What comes next?

Why patterns?

Algebra is the maths of rules. Before you can write a rule with letters, you have to see the rule in the numbers. Patterns are how that skill grows: spot the regularity, predict the next item, write down what's going on.

Three kinds of pattern

• Repeating — the same chunk repeats: 🔴 🔵 🟢 🔴 🔵 🟢 …
• Growing — each item is bigger than the last by some fixed rule: 2, 4, 6, 8, 10 (add 2) · 1, 3, 9, 27, 81 (multiply by 3).
• Position-based — the value depends on its position: 1, 4, 9, 16, 25 (square the position) · 1, 1, 2, 3, 5, 8, 13 (Fibonacci — sum the previous two).

Worked examples

Add the same number each time

3, 7, 11, 15, ? Each term is +4. So the next term is 19. The rule in words: start at 3 and add 4 to get the next.

Multiply by the same number each time

2, 6, 18, 54, ? Each term is × 3. So next is 162. Adding always gives arithmeticpatterns; multiplying gives geometric ones.
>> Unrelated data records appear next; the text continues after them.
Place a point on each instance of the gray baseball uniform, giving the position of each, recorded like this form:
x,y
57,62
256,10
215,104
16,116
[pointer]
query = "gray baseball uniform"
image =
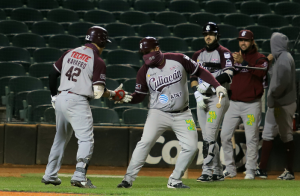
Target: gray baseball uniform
x,y
167,85
80,68
210,118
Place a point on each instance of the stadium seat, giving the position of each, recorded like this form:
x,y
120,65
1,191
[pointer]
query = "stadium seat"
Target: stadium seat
x,y
287,8
135,116
131,43
64,42
228,31
105,116
63,16
26,15
79,29
3,40
15,55
122,57
172,44
291,32
238,20
272,20
43,6
12,27
47,55
8,6
47,29
11,69
29,41
154,29
204,17
135,17
49,115
36,103
99,17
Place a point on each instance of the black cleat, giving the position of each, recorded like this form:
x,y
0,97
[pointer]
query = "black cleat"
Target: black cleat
x,y
218,177
83,184
124,184
56,182
205,178
177,186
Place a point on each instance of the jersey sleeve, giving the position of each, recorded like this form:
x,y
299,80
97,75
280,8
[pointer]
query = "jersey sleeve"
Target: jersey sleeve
x,y
99,72
141,82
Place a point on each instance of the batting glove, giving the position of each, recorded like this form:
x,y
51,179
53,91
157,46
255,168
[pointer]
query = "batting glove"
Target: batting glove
x,y
220,89
200,100
53,99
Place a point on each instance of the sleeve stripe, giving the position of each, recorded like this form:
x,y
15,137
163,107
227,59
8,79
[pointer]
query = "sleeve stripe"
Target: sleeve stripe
x,y
56,68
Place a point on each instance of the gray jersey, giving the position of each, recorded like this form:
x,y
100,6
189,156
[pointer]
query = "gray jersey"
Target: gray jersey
x,y
220,56
167,84
80,69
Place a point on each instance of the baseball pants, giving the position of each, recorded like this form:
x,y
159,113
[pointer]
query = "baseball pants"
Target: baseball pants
x,y
283,117
72,113
250,113
156,124
209,121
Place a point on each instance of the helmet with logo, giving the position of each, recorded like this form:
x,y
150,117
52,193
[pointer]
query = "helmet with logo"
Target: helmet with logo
x,y
147,44
97,35
211,27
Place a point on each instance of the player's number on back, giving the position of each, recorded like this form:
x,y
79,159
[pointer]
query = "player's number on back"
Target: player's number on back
x,y
71,74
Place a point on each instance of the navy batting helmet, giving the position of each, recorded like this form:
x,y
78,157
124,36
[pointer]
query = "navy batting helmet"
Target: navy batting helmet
x,y
97,35
147,44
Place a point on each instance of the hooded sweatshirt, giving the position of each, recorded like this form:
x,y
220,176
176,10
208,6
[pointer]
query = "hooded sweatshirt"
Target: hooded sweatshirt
x,y
282,90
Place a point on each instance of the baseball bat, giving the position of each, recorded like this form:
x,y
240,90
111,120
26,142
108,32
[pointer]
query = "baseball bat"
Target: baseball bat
x,y
220,98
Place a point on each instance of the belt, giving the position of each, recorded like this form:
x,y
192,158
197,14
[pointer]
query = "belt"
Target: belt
x,y
179,111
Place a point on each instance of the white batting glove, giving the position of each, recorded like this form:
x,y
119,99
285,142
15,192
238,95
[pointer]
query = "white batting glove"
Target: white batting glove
x,y
200,100
202,88
53,99
221,89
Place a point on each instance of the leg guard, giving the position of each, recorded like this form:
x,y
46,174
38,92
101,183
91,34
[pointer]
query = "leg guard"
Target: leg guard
x,y
211,155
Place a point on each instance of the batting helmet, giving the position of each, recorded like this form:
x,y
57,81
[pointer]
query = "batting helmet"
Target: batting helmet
x,y
147,44
97,35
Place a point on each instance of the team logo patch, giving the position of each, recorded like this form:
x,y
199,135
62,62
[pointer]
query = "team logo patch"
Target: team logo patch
x,y
163,99
227,55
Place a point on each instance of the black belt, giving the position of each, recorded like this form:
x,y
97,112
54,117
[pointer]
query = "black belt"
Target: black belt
x,y
179,111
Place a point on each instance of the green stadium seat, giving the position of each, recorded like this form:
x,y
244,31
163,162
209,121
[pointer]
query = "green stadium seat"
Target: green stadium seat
x,y
291,32
135,116
272,20
49,115
131,43
238,20
29,41
47,55
172,44
47,29
64,42
99,17
3,40
105,116
15,55
204,17
287,8
154,29
36,103
122,57
11,69
63,16
26,15
12,27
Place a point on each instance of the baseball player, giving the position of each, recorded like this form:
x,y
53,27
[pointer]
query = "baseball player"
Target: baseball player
x,y
245,104
214,58
282,105
164,75
82,74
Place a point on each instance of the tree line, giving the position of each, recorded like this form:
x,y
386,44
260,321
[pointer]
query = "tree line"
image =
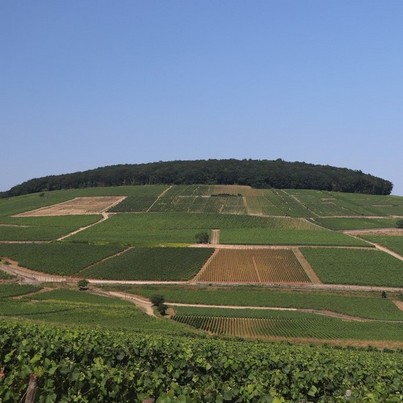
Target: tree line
x,y
277,174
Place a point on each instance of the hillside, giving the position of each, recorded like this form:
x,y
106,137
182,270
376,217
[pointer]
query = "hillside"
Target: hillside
x,y
277,174
273,308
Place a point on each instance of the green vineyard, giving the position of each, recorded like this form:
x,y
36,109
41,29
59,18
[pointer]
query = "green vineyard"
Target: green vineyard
x,y
86,365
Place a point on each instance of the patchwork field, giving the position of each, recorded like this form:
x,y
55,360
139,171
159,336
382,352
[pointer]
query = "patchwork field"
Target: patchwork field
x,y
146,237
76,206
394,243
260,324
42,228
57,258
154,229
253,266
151,264
362,305
363,267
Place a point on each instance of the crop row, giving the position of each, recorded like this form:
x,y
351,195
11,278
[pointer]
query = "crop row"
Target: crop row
x,y
369,305
363,267
254,266
57,258
93,365
284,324
170,228
151,264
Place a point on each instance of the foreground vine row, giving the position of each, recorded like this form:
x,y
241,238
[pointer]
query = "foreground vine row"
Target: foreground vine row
x,y
96,366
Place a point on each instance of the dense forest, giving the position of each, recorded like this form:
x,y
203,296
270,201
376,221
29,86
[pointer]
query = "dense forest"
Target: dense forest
x,y
256,173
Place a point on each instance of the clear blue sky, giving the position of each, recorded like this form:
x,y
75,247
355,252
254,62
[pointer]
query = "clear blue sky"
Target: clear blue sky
x,y
90,83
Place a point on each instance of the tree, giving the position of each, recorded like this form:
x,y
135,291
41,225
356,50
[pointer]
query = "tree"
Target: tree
x,y
83,285
158,302
202,237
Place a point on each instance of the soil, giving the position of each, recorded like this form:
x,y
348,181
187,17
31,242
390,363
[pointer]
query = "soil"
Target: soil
x,y
76,206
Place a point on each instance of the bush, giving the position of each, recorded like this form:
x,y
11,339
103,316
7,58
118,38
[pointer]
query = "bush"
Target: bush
x,y
162,308
202,237
83,285
157,300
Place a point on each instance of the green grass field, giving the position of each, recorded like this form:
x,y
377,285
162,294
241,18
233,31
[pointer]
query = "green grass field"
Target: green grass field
x,y
15,290
57,258
171,228
362,267
42,228
340,224
394,243
70,307
139,200
323,203
151,264
157,215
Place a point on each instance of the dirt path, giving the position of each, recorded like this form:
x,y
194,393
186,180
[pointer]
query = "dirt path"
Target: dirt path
x,y
39,277
42,290
306,266
143,303
256,269
399,304
204,268
327,313
105,259
105,216
375,231
215,236
159,197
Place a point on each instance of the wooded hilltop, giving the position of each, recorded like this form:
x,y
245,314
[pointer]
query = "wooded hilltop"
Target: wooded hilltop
x,y
256,173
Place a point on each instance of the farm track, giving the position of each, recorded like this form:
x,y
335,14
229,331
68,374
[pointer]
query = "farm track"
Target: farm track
x,y
327,313
105,259
143,303
159,197
27,275
306,266
105,216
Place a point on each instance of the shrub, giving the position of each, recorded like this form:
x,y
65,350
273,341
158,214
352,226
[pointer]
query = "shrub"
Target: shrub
x,y
202,237
399,224
83,285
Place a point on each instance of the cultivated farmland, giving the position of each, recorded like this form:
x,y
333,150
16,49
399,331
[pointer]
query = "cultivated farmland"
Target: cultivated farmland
x,y
284,324
145,233
253,266
151,264
364,267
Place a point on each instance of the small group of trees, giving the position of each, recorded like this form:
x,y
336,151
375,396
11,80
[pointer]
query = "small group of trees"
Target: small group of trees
x,y
202,237
159,302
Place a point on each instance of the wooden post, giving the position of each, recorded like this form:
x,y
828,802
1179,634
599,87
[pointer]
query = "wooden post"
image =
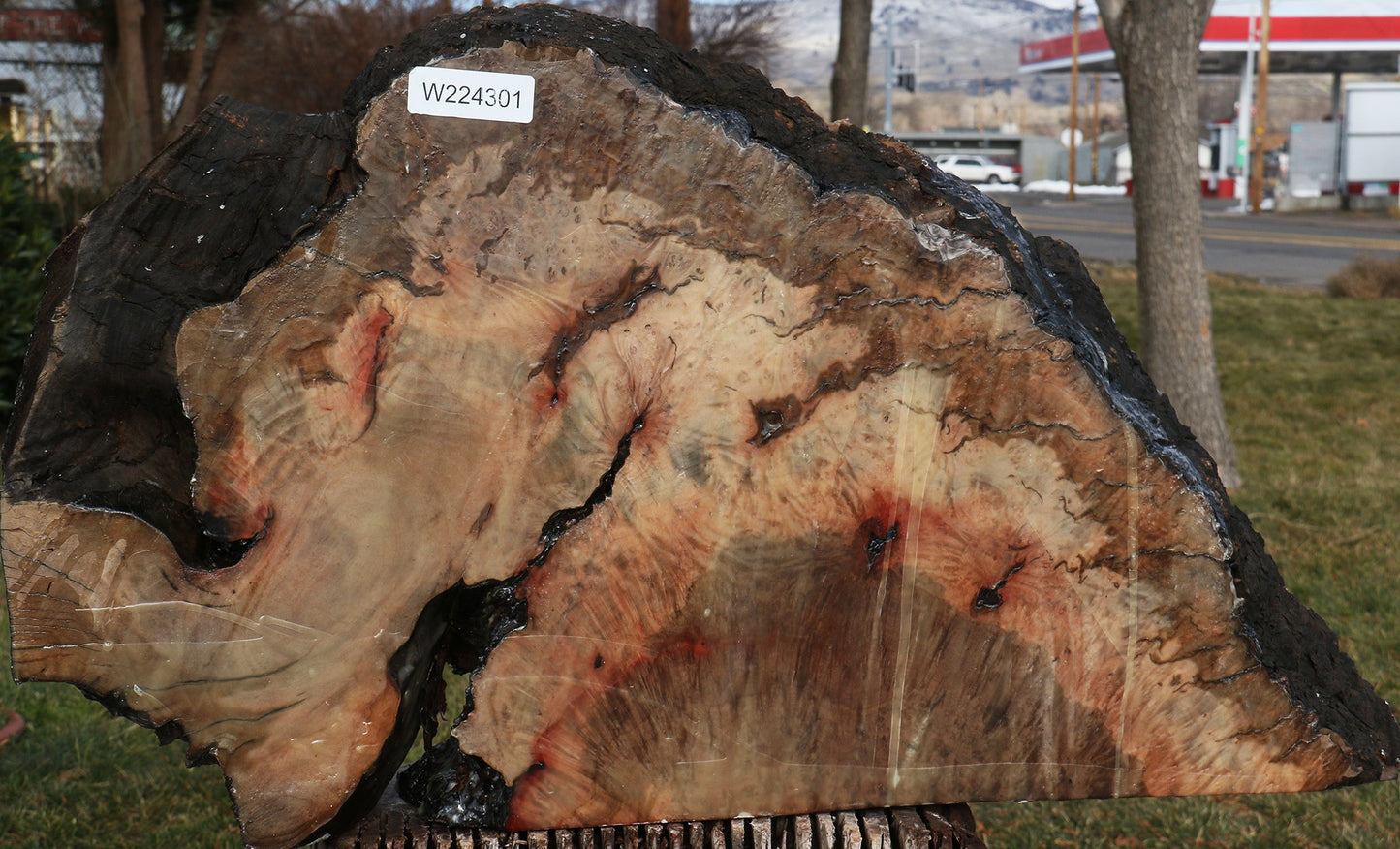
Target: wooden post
x,y
1074,101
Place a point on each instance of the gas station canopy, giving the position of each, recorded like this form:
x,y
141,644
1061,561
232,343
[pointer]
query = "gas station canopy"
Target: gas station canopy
x,y
1305,37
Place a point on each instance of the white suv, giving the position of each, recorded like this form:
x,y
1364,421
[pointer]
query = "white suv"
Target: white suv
x,y
976,169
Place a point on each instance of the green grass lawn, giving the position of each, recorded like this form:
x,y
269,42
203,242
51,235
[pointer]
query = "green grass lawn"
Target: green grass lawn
x,y
1314,402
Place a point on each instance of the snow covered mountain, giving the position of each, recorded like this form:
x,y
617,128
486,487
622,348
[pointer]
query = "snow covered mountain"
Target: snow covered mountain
x,y
958,41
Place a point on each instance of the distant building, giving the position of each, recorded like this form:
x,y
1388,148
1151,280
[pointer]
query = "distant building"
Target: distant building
x,y
50,90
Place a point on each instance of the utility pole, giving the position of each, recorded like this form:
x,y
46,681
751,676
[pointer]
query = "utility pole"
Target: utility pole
x,y
1256,178
1074,97
889,73
1094,148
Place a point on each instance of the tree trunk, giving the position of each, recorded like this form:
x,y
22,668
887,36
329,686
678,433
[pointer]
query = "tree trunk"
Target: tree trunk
x,y
850,76
766,471
1157,44
189,104
673,21
128,141
236,30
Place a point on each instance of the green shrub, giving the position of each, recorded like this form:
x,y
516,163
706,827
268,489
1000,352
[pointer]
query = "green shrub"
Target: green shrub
x,y
28,235
1367,276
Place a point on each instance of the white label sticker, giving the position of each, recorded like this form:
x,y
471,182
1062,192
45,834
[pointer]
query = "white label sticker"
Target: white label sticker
x,y
481,96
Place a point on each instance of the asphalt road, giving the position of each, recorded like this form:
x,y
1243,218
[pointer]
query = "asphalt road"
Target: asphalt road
x,y
1296,250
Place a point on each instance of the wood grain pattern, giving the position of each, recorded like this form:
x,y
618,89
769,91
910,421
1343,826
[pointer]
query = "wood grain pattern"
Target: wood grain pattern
x,y
751,465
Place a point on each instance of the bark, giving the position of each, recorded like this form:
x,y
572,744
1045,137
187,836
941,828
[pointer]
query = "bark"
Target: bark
x,y
1157,44
850,76
129,115
764,471
191,106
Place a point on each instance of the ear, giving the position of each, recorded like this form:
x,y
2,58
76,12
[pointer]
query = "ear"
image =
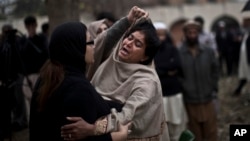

The picture grows by a known shape

A staircase of squares: row 1 has 1 square, row 2 has 3 squares, row 3 has 5, row 4 has 7. The differences are 2, 2, 2 — so it's an arithmetic pattern. Row 10 will have 1 + 9 × 2 = 19 squares.

Spotting traps

• Two-step patterns. 1, 2, 4, 7, 11, 16 — the differences are 1, 2, 3, 4, 5 (an arithmetic pattern of the differences). The pattern is "add the next counting number."
• The same pattern, different starting point. "Every third term" is one rule. Look at all the terms before committing.
• Many rules fit the same start. 1, 2, 4 could be ×2 (so 8 next), or +1 then +2 then +3 (so 7 next). You usually need 4+ terms to be confident.

Try it

1. What's next? 5, 10, 20, 40, ?
2. What's next? 1, 4, 9, 16, ?
3. What's next? 1, 1, 2, 3, 5, 8, ?
4. What's the rule for 11, 14, 17, 20?

Answers: 1) 80 (× 2). 2) 25 (the squares). 3) 13 (Fibonacci). 4) Start at 11, add 3 each time.